Agora, mais do que nunca, os detentores de criptomoedas precisam ter cuidado com estes tipos de golpe. O Federal Bureau of Investigations dos EUA emitiu recentemente um comunicado de imprensa no qual alertou sobre o possível aumento de “esquemas de fraude relacionados a criptomoedas” durante a pandemia do COVID-19, acrescentando:

“Não existem apenas vários provedores de serviços de ativos virtuais on-line, mas também milhares de empresas de criptomoeda localizados em todo o mundo que são explorados por criminosos para facilitar seus esquemas. Muitos crimes financeiros tradicionais e esquemas de lavagem de dinheiro agora são orquestrados por meio de criptomoedas. ”

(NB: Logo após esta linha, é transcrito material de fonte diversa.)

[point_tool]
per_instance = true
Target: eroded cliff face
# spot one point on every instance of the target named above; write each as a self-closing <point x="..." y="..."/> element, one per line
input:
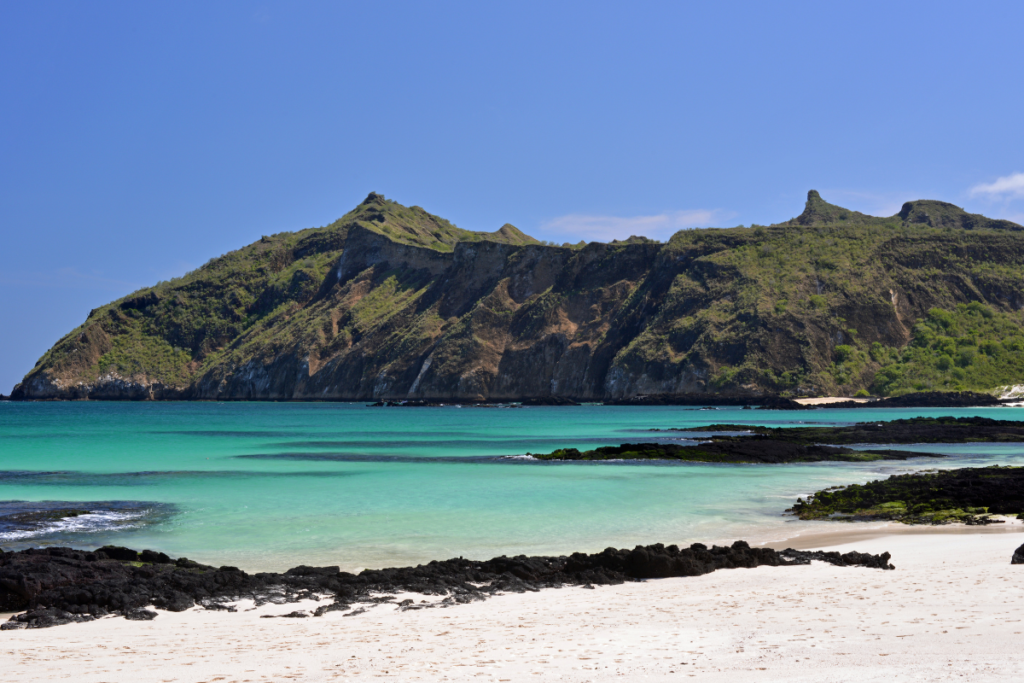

Embora tempos difíceis criem um cenário caótico perfeito para os golpistas operarem, é um alívio saber que, apesar do aumento da atividade e dos novos golpes relacionados ao coronavírus, a receita dos golpistas caiu cerca de 30% em março.

Apesar de assumirem novas formas, os golpes de criptomoeda são quase tão antigos quanto a própria criptomoeda. Por exemplo, o OneCoin – um dos nomes mais importantes quando se trata de golpes relacionados a criptomoedas – foi fundado em 2014 e ainda está ganhando manchetes na mídia.

Embora a OneCoin tenha sido processada, o principal demandante do processo de ação coletiva de US $ 4 bilhões contra o projeto, Donald Berdeaux, falhou repetidamente em atender aos relatórios mensais de status do tribunal, o que pode levar ao cancelamento do processo.

As exchanges podem interromper transações ilícitas?

Segundo Chainalysis, a maioria dos fundos movidos pelo esquema PlusToken foi liquidada em duas exchanges asiáticas: Huobi e OKEx. Isso levantou algumas preocupações sobre as práticas do Know Your Customer das empresas, que parecem não ter sido úteis quando se trata de detectar ou censurar as transações do PlusToken.

Embora outras fontes tenham sido utilizadas, elas são pequenas em comparação com as entradas nas exchanges mencionadas acima. Grauer afirmou que a Chainalysis “encontrou vestígios de pools de mineração, misturadores, outros golpes e trocas de P2P, mas os caminhos eram pequenos demais para serem verificados”.

Se os esquemas de criptomoeda forem interrompidos, as exchanges devem, idealmente, atuar como uma barreira final para transações ilícitas. Respondendo a críticas passadas, Huobi pretende melhorar suas medidas de segurança lançando o Star Atlas, uma ferramenta de monitoramento em cadeia que pode identificar “crimes como fraude, dinheiro, lavanderia e outras atividades problemáticas”.

Além disso, a Huobi também está buscando parcerias com provedores de dados como Chainalysis e CryptoCompare para construir um ecossistema mais transparente e compatível, uma medida que certamente será essencial para a institucionalização e a conformidade regulatória no futuro . Ciara Sun, vice-presidente de negócios globais de Huobi, disse à Cointelegraph:

“Embora possamos identificar atividades ilícitas quando elas alcançam nossas exchanges e impedem sua saída, ainda não podemos impedir transações ilícitas que começam fora da nossa plataforma. No entanto, acreditamos que os esforços de colaboração entre os participantes do setor, incluindo, entre outros, o compartilhamento de informações, são a chave do sucesso para criar um ecossistema amigável e mais seguro para o crescimento da indústria de criptomoedas. ”

Enquanto esforços para reduzir transações ilícitas estão sendo realizados por exchanges como Huobi e Paxful, os usuários devem sempre estar cientes de possíveis tentativas de fraude e realizar diligências significativas em qualquer projeto em que estejam dispostos a confiar em suas criptomoedas, pois é improvável que eles consigam eles de volta uma vez perdidos.